Marzia Corini ha 56 anni ed è di Roma. Laureata e specializzata in Anestesia e Rianimazione a Pisa, protagonista di missioni con Medici senza Frontiere in zone di guerra, dal 14 marzo scorso è operativa all’Ospedale Maggiore di Crema. Si è messa a disposizione come tanti altri e anche lei è in prima linea nella dura battaglia contro il Coronavirus. Lei, i nostri medici e infermieri, i sanitari che sono arrivati da Cuba: “Culture diverse – afferma – che convergono verso un solo obiettivo: essere di aiuto. Al di là di ogni barriera linguistica e culturale, lavoriamo insieme per raggiungere lo stesso risultato”.

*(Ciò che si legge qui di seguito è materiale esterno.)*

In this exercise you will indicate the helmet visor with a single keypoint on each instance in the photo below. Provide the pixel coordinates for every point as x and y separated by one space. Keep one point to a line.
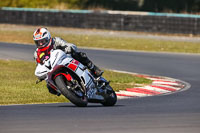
41 43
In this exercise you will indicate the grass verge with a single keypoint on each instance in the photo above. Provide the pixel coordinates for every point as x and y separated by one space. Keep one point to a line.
17 84
23 34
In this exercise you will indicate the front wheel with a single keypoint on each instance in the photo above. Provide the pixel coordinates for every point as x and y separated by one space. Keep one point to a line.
69 94
111 98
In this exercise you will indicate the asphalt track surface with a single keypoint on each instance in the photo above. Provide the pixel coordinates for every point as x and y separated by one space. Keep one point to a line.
175 113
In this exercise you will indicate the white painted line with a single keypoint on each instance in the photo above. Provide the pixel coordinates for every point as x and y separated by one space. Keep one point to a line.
156 89
162 82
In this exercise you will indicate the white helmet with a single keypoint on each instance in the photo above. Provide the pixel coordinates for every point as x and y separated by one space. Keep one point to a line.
42 37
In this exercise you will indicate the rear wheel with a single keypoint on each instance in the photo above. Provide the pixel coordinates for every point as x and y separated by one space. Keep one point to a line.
111 98
80 101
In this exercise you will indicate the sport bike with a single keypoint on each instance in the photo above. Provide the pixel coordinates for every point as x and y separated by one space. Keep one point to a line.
72 79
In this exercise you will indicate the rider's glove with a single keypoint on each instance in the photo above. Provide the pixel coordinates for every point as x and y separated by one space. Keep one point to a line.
68 49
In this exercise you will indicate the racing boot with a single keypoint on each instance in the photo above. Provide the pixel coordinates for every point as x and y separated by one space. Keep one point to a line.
95 70
52 91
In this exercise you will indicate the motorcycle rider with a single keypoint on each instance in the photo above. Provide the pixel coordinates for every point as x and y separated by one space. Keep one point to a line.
45 42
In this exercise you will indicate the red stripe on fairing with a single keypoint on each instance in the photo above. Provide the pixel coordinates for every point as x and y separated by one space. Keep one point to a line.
143 91
164 88
67 76
125 95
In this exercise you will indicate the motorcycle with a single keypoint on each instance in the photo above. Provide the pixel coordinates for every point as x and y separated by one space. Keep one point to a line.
72 79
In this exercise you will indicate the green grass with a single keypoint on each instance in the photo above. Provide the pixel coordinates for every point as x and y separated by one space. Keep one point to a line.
99 41
17 84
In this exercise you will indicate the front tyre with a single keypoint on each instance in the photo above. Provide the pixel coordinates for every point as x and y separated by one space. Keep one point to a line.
69 94
111 98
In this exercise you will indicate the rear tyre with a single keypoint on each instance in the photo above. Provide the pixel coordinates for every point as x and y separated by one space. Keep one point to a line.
69 94
111 98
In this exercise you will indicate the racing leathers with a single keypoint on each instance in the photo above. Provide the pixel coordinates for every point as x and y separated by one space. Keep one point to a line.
70 48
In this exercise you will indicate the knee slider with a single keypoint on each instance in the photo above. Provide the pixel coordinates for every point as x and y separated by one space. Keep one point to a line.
83 55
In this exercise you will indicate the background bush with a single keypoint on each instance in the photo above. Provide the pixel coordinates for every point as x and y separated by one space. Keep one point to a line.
177 6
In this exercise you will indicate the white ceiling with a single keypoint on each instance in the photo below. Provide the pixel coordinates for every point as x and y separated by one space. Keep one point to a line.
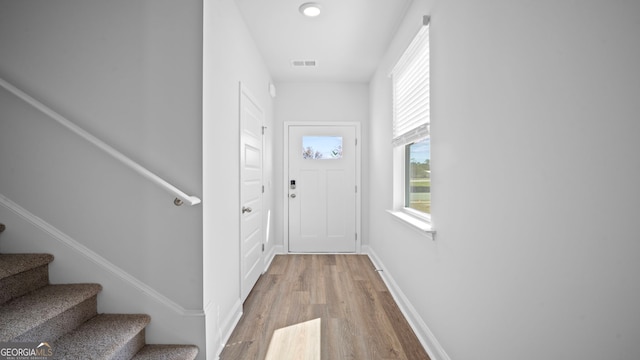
347 40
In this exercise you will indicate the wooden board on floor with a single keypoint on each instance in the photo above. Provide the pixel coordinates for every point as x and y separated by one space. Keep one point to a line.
358 318
296 342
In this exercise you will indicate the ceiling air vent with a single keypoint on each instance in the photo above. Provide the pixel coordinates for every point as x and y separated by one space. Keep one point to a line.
304 63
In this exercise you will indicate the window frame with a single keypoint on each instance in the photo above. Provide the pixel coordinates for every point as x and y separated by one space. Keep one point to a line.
415 133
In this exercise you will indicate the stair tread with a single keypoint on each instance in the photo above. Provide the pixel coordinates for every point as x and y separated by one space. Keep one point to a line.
100 337
26 312
167 352
12 264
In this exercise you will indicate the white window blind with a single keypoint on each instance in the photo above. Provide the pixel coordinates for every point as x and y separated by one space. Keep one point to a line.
411 90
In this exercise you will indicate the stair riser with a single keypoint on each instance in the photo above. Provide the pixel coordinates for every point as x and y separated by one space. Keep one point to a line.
130 348
23 283
61 324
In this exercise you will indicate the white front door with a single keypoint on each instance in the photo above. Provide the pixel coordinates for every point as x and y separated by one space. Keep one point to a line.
322 188
251 233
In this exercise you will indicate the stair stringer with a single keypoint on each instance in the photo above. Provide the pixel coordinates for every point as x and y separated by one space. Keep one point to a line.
122 293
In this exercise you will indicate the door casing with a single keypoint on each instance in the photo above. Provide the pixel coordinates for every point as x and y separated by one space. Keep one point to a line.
285 185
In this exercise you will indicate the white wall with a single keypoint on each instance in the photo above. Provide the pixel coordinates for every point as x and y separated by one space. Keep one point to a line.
331 102
230 57
535 165
130 73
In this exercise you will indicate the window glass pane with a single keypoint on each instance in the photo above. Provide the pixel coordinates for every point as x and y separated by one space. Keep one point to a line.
322 147
418 176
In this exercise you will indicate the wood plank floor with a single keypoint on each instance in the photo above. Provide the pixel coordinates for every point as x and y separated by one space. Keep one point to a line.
359 318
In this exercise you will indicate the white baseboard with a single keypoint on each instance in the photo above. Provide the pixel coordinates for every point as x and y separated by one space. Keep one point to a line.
228 325
103 263
424 334
275 250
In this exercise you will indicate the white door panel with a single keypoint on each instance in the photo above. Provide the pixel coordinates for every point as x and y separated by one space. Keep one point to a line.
322 206
251 120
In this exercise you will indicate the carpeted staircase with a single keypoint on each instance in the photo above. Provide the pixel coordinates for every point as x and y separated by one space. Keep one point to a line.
65 316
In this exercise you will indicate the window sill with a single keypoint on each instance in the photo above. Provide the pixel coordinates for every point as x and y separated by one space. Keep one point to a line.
420 225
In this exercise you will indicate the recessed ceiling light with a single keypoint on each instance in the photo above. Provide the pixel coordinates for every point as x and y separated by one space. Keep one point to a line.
310 9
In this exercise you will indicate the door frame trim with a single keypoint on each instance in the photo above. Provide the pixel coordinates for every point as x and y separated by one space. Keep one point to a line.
285 220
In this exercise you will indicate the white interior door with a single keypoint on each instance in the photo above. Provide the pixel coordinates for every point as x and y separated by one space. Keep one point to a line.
251 232
322 188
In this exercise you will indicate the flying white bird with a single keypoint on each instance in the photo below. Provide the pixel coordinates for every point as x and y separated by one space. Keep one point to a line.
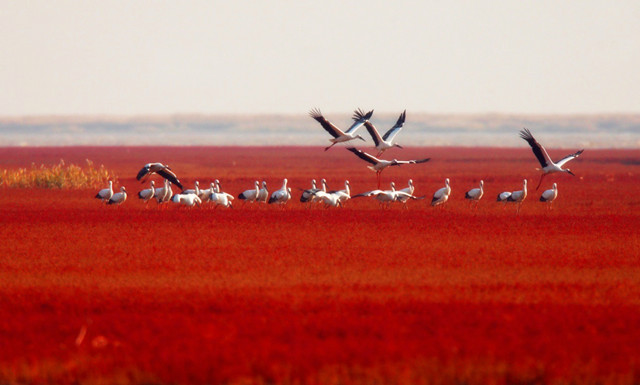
160 169
106 193
148 193
548 166
380 164
441 195
118 198
340 136
549 196
384 142
164 194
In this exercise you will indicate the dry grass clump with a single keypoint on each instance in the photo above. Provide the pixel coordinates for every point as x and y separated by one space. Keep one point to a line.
60 176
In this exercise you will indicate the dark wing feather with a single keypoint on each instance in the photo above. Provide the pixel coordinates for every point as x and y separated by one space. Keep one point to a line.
398 125
171 177
538 151
373 132
569 157
327 125
363 155
141 174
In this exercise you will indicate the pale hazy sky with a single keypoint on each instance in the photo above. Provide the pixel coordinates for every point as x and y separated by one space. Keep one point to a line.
161 57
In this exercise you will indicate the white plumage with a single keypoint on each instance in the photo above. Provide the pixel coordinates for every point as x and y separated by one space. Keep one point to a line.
146 194
252 194
441 195
282 195
118 198
550 195
475 194
188 199
106 193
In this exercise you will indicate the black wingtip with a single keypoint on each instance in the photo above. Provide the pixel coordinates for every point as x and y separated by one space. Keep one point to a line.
526 134
315 113
402 117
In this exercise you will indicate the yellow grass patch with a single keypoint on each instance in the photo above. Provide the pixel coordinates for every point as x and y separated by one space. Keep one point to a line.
60 176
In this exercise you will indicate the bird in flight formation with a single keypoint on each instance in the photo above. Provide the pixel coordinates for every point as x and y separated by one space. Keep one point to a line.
160 169
548 165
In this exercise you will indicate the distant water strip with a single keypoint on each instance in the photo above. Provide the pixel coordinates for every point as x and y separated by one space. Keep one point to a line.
590 131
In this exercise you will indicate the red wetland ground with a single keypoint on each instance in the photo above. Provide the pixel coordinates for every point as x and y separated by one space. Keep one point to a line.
96 294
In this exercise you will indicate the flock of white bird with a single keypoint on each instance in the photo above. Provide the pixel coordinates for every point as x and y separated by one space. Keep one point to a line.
336 198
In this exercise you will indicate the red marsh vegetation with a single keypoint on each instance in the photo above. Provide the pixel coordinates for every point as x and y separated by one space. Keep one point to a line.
96 294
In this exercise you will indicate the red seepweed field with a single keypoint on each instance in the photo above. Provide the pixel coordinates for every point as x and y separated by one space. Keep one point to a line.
96 294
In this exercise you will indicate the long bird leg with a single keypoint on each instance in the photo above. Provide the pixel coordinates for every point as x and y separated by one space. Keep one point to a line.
332 144
539 183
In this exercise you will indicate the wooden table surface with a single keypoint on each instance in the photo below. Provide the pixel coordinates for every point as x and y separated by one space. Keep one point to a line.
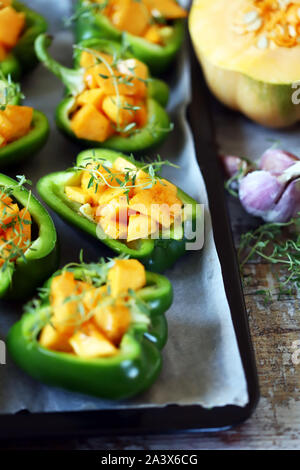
276 422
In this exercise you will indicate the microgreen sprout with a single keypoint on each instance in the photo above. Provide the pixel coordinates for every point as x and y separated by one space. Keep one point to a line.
278 244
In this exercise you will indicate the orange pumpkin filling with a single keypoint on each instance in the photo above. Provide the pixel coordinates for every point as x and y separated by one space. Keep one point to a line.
115 99
125 201
15 122
91 321
12 24
15 229
145 18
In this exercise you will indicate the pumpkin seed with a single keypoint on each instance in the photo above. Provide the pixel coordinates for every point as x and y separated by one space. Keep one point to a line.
255 25
250 17
262 42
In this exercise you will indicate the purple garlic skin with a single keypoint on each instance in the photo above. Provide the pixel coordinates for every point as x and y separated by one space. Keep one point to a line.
273 192
288 205
258 192
232 165
276 161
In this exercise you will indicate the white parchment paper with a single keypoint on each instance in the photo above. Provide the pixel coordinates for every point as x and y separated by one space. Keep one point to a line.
201 360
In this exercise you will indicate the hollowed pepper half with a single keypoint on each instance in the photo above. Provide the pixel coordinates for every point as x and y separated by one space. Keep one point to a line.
93 360
22 57
23 130
19 277
93 22
99 110
156 253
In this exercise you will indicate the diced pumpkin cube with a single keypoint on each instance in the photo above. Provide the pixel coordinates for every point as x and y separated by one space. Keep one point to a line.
89 342
146 203
114 321
119 109
77 194
2 141
93 181
51 338
11 25
88 59
94 97
105 78
5 198
6 127
88 211
120 164
141 114
90 79
158 202
20 117
3 52
64 301
130 16
168 9
117 209
89 123
153 34
124 275
112 228
8 213
4 251
92 296
140 73
5 3
109 194
140 226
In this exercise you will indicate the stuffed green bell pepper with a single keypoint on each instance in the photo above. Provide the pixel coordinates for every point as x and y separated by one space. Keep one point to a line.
126 205
152 29
19 27
28 253
23 130
96 328
111 101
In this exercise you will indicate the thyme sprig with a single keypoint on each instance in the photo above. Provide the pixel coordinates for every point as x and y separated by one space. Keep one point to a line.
277 244
127 178
84 11
118 79
16 246
8 91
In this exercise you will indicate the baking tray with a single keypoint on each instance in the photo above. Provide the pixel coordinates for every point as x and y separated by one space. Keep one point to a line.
172 418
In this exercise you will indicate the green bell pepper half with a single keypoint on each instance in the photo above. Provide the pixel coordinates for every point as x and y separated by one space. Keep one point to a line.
148 137
157 255
28 145
22 58
130 372
90 24
19 279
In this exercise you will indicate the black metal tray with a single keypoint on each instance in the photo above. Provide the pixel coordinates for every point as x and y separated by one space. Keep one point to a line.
171 418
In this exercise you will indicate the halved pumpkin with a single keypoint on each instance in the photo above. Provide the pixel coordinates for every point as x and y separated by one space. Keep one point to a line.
250 54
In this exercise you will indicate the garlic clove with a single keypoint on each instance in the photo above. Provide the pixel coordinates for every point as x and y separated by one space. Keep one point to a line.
232 165
276 161
290 173
288 205
258 192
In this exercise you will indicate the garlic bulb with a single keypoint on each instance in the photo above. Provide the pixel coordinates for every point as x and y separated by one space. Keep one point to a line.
271 192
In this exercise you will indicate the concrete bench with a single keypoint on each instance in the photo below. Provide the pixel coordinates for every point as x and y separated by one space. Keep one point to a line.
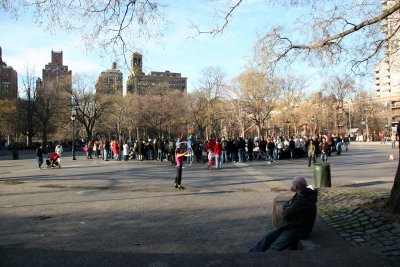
302 244
322 235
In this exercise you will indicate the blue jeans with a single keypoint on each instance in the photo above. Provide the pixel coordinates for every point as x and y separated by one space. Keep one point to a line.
218 161
276 240
225 156
105 154
241 154
39 161
159 154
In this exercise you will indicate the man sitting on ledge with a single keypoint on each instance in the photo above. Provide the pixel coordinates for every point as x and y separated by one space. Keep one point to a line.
298 218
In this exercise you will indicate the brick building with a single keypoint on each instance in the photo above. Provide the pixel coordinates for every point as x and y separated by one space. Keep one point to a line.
139 82
8 81
56 76
110 82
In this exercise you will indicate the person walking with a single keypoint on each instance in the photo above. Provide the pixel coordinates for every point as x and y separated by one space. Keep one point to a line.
59 151
39 155
179 164
311 152
393 139
125 149
324 150
218 155
106 150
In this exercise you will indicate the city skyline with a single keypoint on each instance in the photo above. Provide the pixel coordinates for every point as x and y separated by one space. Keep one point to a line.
26 45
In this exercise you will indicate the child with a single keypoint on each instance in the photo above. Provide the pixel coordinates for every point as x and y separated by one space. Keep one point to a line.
179 164
211 159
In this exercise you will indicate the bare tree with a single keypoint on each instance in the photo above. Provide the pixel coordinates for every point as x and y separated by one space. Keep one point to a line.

Sin dal secondo anno di specializzazione, Marzia ha fatto lavoro di volontariato nel campo umanitario, usando le proprie ferie per lavorare in Zambia con Interplast Italy, un’associazione di chirughi plastici che si occupa di operare bambini con labbro leporino. “Una volta specializzata – fa sapere – sono stata assunta dall’Azienda Ospedaliera Universitaria Pisana, nella Rianimazione del Dipartimento di Emergenza Urgenza. Ho lavorato in questa Unità Operativa, diretta dal dottor Paolo Malacarne, fino al 2013: ogni anno, grazie a lui, ho avuto la possibilità di prendere aspettative non retribuite per lavorare con Medici senza Frontiere”.
L’anestesista e rianimatrice romana ha quindi alternato il suo lavoro in ospedale con missioni in zone di guerra (“i progetti chirurgici sono solo in zone di guerra”), lavorando in diversi Paesi come Liberia, Timor Est, Sud Sudan, Iraq, Afghanistan, Repubblica Centro Africana, Pakistan, Siria e tanti altri. Nel 2000 ha vissuto circa un anno in Australia, coinvolta nella sanità delle comunità aborigene del centro. Nel 2013 si è licenziata a Pisa per darsi totalmente al lavoro umanitario: ha vissuto un anno in Africa in zone di guerra lavorando con la Croce Rossa Internazionale di Ginevra. Dal 2014 vive in America Latina, nella Guiana Francese a Cayenne, dove lavora in un ospedale statale francese.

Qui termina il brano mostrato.